Welcome to the Buffalo Coulee Ranch where history has made a full circle. Nestled along the Missouri River is the Buffalo Coulee Creek where it is said Lewis and Clark made way to discovery. Years past this coulee once had bison and we have revived it with bringing back the bison yet to again roam this land. With years of heritage in this ranch being homestead 100 plus years ago, this family run bison operation of 20 years hopes to keep this history alive.
Established in 1904 by Phillip Kesselring, who homesteaded here after he migrated from Russia to start a new life on the prairie. The first building on the farm was a small wood building which homed both Phillip and his wife Johanna on one half of the building while the other half was reserved for the horses. With nothing but an old wood burning stove in the corner for heat they lived in that small building, which is still used today on the ranch, until their home was built.
Phillip was a excellent craftsman and soon a barn was built along with a hog barn and a grainery. As the story goes, when the barn was being built he and a fellow hand had taken the horse and wagon team to town for supplies and by the time they returned a tornado had gone through and blew the barn down. Without much delay work resumed and the barn was put back up and as time went on there was a north and south lean attached to it. To this date the barn and other buildings built by Phillip still stand.
With life on the prairie having many challenges, Phillip and his family built there life with Phillip being a carpenter. It is said that Phillip built two doors on the barn one in the front and one in the back to let the bison pass through it. I often wonder if that tale is true as its hard to imagine times back when the bison roamed wild and free on this land. He worked real hard and it is said he built some of the structures in the area for other folks.
Phillip and Johanna had five children. Two daughters and three sons with the youngest son Harry who stayed on the farmstead working with Phillip and was the next generation to run the family farm. Small grains, a few dairy cows, pigs, sheep and chickens the family farm would continue. Harry met and married Adele later in his life at the age of 30 they had three children of there own and in 1973 the eldest daughter Coleen and her husband Tom came back to help on the farm and continue on the tradition in keeping the heritage alive that was started.

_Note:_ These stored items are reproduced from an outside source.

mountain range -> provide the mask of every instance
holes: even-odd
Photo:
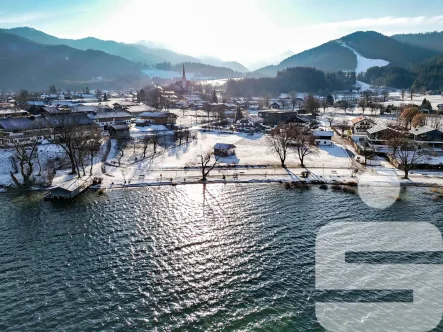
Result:
[[[0,32],[0,88],[39,90],[56,84],[121,87],[140,78],[142,65],[97,50],[44,45]],[[92,83],[92,84],[91,84]]]
[[[27,27],[0,29],[0,43],[1,89],[91,82],[112,86],[140,80],[142,69],[176,70],[181,63],[195,71],[196,77],[272,77],[286,68],[312,67],[326,72],[364,71],[370,75],[359,76],[368,83],[377,80],[403,87],[420,77],[420,84],[443,86],[439,74],[443,66],[442,32],[388,37],[375,31],[357,31],[298,54],[285,52],[278,64],[253,72],[235,61],[192,57],[146,41],[126,44],[93,37],[62,39]],[[386,69],[369,70],[375,66]],[[424,70],[431,71],[432,77]]]
[[[314,67],[329,72],[351,71],[357,68],[356,53],[360,60],[381,59],[394,66],[408,67],[441,52],[419,43],[401,42],[375,31],[357,31],[288,57],[278,65],[258,69],[256,73],[275,76],[277,71],[288,67]]]
[[[93,37],[63,39],[29,27],[3,29],[3,32],[24,37],[36,43],[45,45],[66,45],[79,50],[99,50],[147,65],[154,65],[160,62],[171,62],[172,64],[182,62],[201,62],[217,67],[230,68],[239,72],[249,71],[246,67],[235,61],[222,61],[214,57],[210,58],[210,61],[205,61],[189,55],[176,53],[168,49],[153,47],[151,43],[145,41],[140,41],[135,44],[127,44],[118,43],[112,40],[101,40]]]

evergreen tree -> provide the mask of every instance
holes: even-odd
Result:
[[[235,121],[243,119],[243,113],[240,107],[237,107],[237,112],[235,113]]]
[[[105,94],[103,95],[103,101],[108,101],[108,95],[106,94],[106,92],[105,92]]]
[[[425,109],[425,110],[429,110],[432,111],[432,104],[429,100],[427,100],[426,98],[423,99],[423,102],[421,103],[421,109]]]
[[[211,103],[215,103],[215,104],[218,103],[217,93],[215,92],[215,90],[212,91]]]
[[[328,106],[334,106],[334,97],[332,97],[331,94],[329,94],[329,95],[326,97],[326,104],[327,104]]]

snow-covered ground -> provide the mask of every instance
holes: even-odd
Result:
[[[432,105],[434,110],[437,109],[438,104],[443,104],[443,96],[442,95],[422,95],[422,94],[414,94],[412,100],[408,92],[405,92],[405,99],[401,100],[401,94],[399,92],[393,92],[389,94],[390,97],[396,100],[388,100],[385,102],[385,105],[395,105],[399,106],[401,104],[416,104],[421,105],[423,99],[426,98]]]
[[[362,81],[357,81],[356,86],[360,87],[360,91],[372,90],[371,85]]]
[[[0,149],[0,185],[12,184],[10,172],[13,171],[10,157],[14,155],[14,149]],[[45,168],[45,163],[48,160],[55,158],[64,158],[64,152],[61,148],[54,144],[44,144],[38,146],[38,156],[42,169]],[[34,164],[34,174],[40,172],[40,167],[37,163]],[[43,172],[42,172],[43,173]],[[15,174],[20,178],[19,174]]]
[[[341,43],[340,45],[343,47],[346,47],[347,49],[354,52],[355,56],[357,57],[357,67],[355,68],[356,73],[365,72],[371,67],[384,67],[384,66],[389,65],[389,61],[386,61],[383,59],[365,58],[360,53],[358,53],[356,50],[354,50],[352,47],[346,45],[346,43]]]
[[[202,132],[198,134],[197,140],[175,146],[169,149],[158,148],[155,158],[151,158],[152,149],[150,148],[146,154],[147,158],[142,157],[141,148],[135,150],[127,148],[124,157],[117,159],[116,145],[113,143],[111,153],[109,154],[106,166],[106,175],[104,176],[104,184],[117,184],[124,181],[138,183],[140,181],[154,181],[163,174],[164,178],[175,177],[198,177],[200,171],[187,170],[186,166],[193,166],[196,161],[196,155],[199,151],[212,150],[216,143],[230,143],[236,146],[235,156],[221,158],[221,165],[251,166],[266,165],[279,168],[280,160],[275,152],[268,147],[267,138],[263,134],[222,134],[217,132]],[[300,161],[297,155],[291,152],[287,158],[288,167],[298,167]],[[319,169],[336,167],[345,169],[346,174],[349,173],[351,161],[343,149],[339,145],[331,147],[322,147],[318,149],[318,154],[310,155],[305,158],[305,165]],[[255,168],[257,170],[257,168]],[[235,169],[232,171],[235,172]],[[232,173],[231,172],[231,173]],[[237,171],[238,172],[238,171]],[[259,172],[254,171],[254,173]],[[272,172],[263,170],[262,175]],[[321,171],[319,171],[321,174]],[[323,170],[324,173],[324,170]],[[134,182],[135,181],[135,182]]]

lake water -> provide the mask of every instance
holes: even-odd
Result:
[[[1,331],[323,331],[314,243],[333,221],[431,221],[408,188],[386,210],[281,185],[1,194]],[[442,325],[440,325],[440,330]]]

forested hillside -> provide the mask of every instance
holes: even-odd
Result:
[[[392,38],[405,44],[419,46],[443,54],[443,31],[393,35]]]
[[[72,86],[97,81],[118,85],[139,79],[141,69],[139,64],[101,51],[42,45],[0,33],[1,89],[40,89],[51,84]]]
[[[279,71],[277,77],[229,80],[226,92],[231,96],[263,96],[280,92],[310,92],[327,94],[350,89],[355,84],[355,73],[324,72],[315,68],[293,67]]]

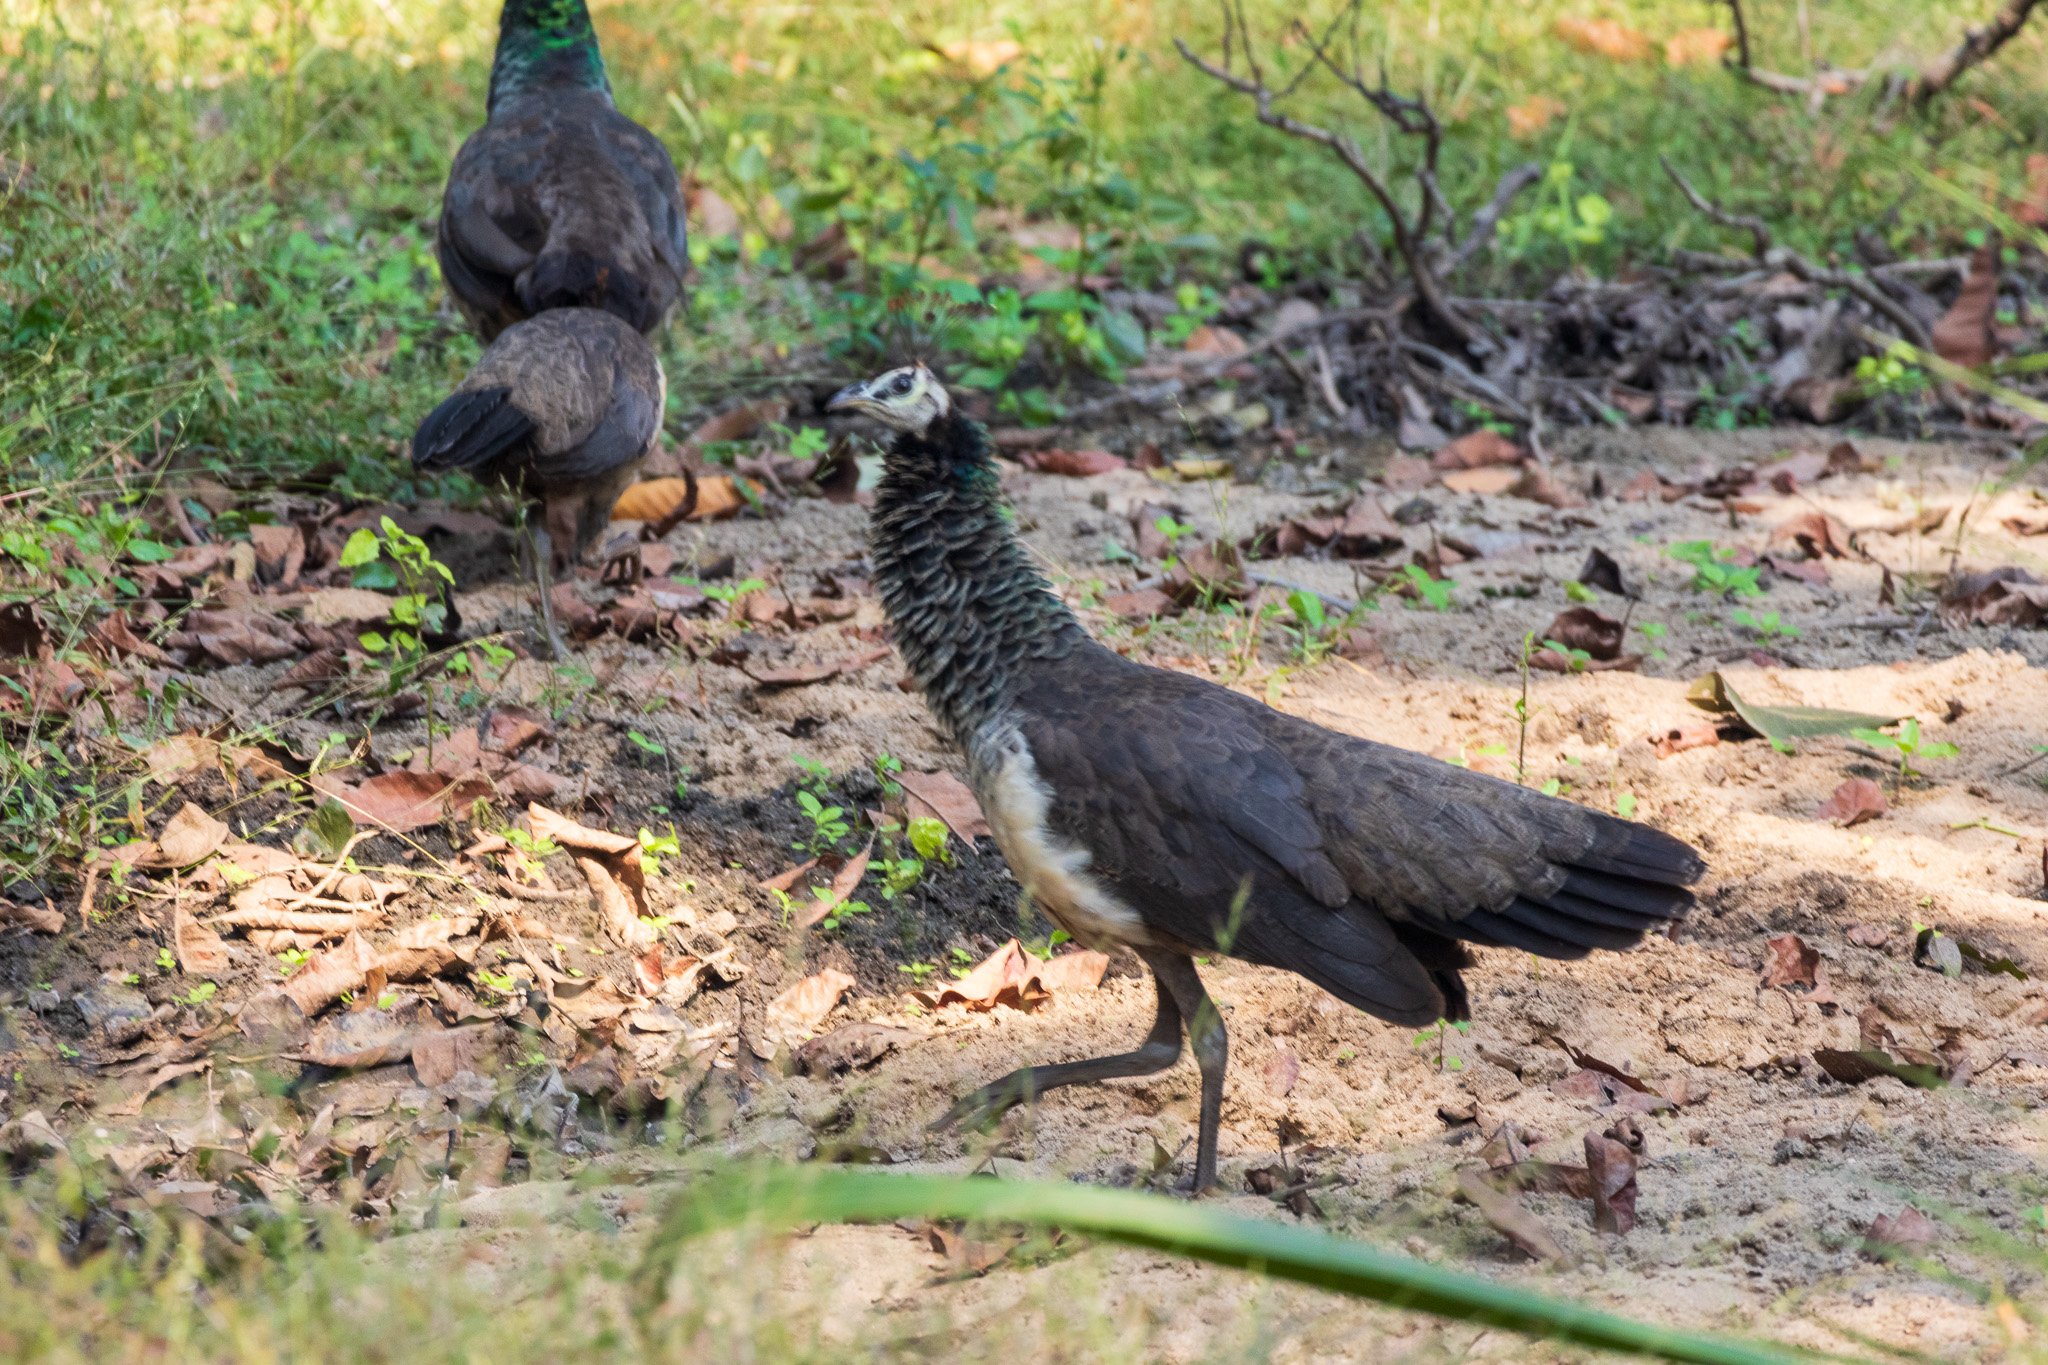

Moving their family of 4 from Jamestown ND they started out farming in small grains, corn and sunflowers also raising herford cattle. It wasn’t until 1999 when Coleen thought it would be a neat idea to reintroduce bison to the land and in 2014 Ruth, there eldest and her husband moved back home to help at the ranch. At any one time there are up to 200 American Bison on the land. With dedication and hard work this ranch of 4 generations is keeping this history alive of what once was.